We then proceeded to the Pryzbyla center at CUA for the opening address. The admissions officer began his presentation with words to the effect of, “Look at our name. We are the CATHOLIC University of America. That is what we are about. We are a pontifical university directly chartered by Rome.” It was refreshing to hear a university talk about being Catholic and connected to Rome in the same sentence. Fr. Bob, the university chaplain, spoke of the great opportunities CUA offered for the growth and development of one’s Catholic faith. As we toured the campus, our student guide pointed out the St. Vincent de Paul Chapel located amidst the cluster of dorms. She spoke of which Mass students choose to attend, not if they choose to attend.
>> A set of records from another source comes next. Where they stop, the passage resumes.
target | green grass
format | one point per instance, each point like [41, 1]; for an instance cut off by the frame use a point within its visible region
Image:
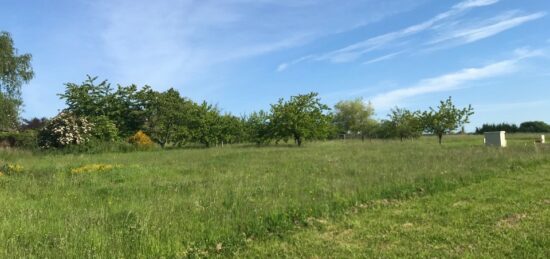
[257, 202]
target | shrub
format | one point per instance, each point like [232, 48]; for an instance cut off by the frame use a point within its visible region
[64, 130]
[92, 168]
[10, 169]
[141, 139]
[24, 139]
[104, 129]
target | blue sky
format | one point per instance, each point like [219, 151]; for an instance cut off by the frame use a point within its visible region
[245, 54]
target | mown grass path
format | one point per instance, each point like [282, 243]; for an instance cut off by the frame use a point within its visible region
[505, 216]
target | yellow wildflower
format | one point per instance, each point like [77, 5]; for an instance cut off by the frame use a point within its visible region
[92, 168]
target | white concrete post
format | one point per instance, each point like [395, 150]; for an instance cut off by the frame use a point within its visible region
[496, 139]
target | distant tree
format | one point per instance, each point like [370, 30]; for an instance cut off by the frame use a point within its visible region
[446, 119]
[301, 117]
[405, 123]
[258, 127]
[33, 124]
[510, 128]
[384, 130]
[354, 116]
[169, 117]
[534, 127]
[232, 129]
[206, 126]
[125, 106]
[15, 70]
[88, 99]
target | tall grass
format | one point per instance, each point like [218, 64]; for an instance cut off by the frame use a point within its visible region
[214, 201]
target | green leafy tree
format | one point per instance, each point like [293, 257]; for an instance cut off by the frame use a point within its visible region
[206, 125]
[405, 123]
[88, 99]
[354, 116]
[446, 118]
[126, 106]
[258, 127]
[301, 117]
[9, 113]
[15, 70]
[534, 127]
[232, 129]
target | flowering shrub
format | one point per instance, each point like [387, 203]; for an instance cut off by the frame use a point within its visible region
[92, 168]
[104, 129]
[10, 169]
[141, 139]
[63, 130]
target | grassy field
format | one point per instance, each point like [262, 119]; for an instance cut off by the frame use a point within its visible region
[327, 199]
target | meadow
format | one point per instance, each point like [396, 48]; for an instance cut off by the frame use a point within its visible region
[326, 199]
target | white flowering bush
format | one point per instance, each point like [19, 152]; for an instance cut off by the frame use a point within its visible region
[63, 130]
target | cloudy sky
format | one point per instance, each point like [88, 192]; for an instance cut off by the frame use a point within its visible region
[245, 54]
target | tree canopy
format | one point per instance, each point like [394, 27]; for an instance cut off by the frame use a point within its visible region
[301, 117]
[15, 70]
[354, 116]
[446, 118]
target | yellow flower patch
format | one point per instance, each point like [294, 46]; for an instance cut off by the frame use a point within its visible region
[92, 168]
[10, 169]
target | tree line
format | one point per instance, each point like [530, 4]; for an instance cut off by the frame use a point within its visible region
[524, 127]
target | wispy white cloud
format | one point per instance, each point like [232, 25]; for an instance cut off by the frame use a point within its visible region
[383, 58]
[357, 50]
[454, 80]
[514, 106]
[488, 28]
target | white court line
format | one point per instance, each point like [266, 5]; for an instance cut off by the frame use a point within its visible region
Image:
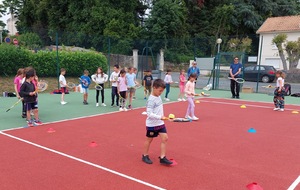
[84, 162]
[294, 184]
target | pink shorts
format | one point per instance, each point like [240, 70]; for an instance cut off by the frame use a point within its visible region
[181, 87]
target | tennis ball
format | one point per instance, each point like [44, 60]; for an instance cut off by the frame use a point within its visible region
[171, 116]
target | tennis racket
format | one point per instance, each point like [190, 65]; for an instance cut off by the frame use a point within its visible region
[14, 105]
[238, 80]
[42, 86]
[98, 87]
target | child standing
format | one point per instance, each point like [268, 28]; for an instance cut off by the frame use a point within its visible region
[114, 85]
[17, 85]
[28, 92]
[182, 81]
[100, 78]
[279, 92]
[131, 82]
[168, 80]
[190, 92]
[147, 84]
[154, 123]
[85, 83]
[63, 85]
[122, 89]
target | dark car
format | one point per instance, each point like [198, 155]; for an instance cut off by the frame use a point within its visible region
[267, 73]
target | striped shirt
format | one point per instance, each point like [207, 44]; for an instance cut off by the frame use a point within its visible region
[155, 111]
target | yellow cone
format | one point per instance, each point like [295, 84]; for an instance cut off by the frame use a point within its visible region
[243, 106]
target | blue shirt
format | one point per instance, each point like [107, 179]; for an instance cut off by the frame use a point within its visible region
[235, 68]
[85, 81]
[195, 70]
[130, 79]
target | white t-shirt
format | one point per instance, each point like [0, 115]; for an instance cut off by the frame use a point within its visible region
[97, 78]
[62, 81]
[114, 77]
[277, 82]
[154, 111]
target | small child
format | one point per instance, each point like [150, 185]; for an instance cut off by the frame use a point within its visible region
[154, 123]
[168, 80]
[28, 92]
[148, 79]
[85, 83]
[182, 81]
[279, 92]
[17, 85]
[190, 92]
[131, 82]
[63, 85]
[122, 89]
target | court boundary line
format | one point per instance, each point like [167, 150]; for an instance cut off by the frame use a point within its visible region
[84, 162]
[294, 184]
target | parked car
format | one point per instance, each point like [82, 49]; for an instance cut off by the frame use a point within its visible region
[267, 73]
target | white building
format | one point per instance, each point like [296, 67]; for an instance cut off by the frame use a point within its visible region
[268, 52]
[11, 26]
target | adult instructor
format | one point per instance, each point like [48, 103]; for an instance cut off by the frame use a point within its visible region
[235, 71]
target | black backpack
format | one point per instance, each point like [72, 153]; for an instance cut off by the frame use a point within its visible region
[288, 89]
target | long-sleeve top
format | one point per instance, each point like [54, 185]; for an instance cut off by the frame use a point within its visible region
[97, 78]
[25, 90]
[189, 89]
[155, 111]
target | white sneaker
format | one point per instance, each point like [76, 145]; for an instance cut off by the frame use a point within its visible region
[63, 103]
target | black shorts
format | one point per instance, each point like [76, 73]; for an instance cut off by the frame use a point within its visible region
[154, 131]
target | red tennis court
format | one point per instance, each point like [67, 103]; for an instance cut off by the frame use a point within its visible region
[216, 152]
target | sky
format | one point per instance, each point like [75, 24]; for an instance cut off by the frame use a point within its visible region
[4, 18]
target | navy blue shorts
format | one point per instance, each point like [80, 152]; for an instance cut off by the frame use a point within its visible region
[154, 131]
[31, 106]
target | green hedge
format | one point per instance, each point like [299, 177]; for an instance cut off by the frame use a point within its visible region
[45, 62]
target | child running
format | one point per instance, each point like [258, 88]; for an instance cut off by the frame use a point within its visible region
[131, 82]
[190, 92]
[279, 92]
[100, 78]
[114, 85]
[154, 123]
[17, 84]
[168, 80]
[148, 79]
[182, 81]
[63, 85]
[85, 82]
[28, 92]
[122, 89]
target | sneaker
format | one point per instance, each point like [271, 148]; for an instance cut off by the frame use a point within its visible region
[165, 160]
[63, 103]
[38, 122]
[146, 159]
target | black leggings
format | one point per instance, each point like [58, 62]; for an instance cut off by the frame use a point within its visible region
[102, 93]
Of course we also heard about the wonderful academics and the opportunities for my daughter to play soccer. But there was never any question that Catholicism would be woven into the fiber of her college experience by the design of the university. It would not be an afterthought.
I am sure Notre Dame, Boston College, and maybe even Georgetown have similarly vibrant Catholic student lifestyles. What is different here is the unapologetic manner with which the CUA administration proclaims its Catholic identity. Yesterday was a recruiting event for the university. In an effort to draw in students they put their Catholicism front and center. That is significant. I cannot guarantee that I will agree with every future decision the CUA administration will make. I am confident that the current decision makers respect and honor the authority of Rome. Based on what I’ve seen so far, this university gets the Catholic Mom stamp of approval.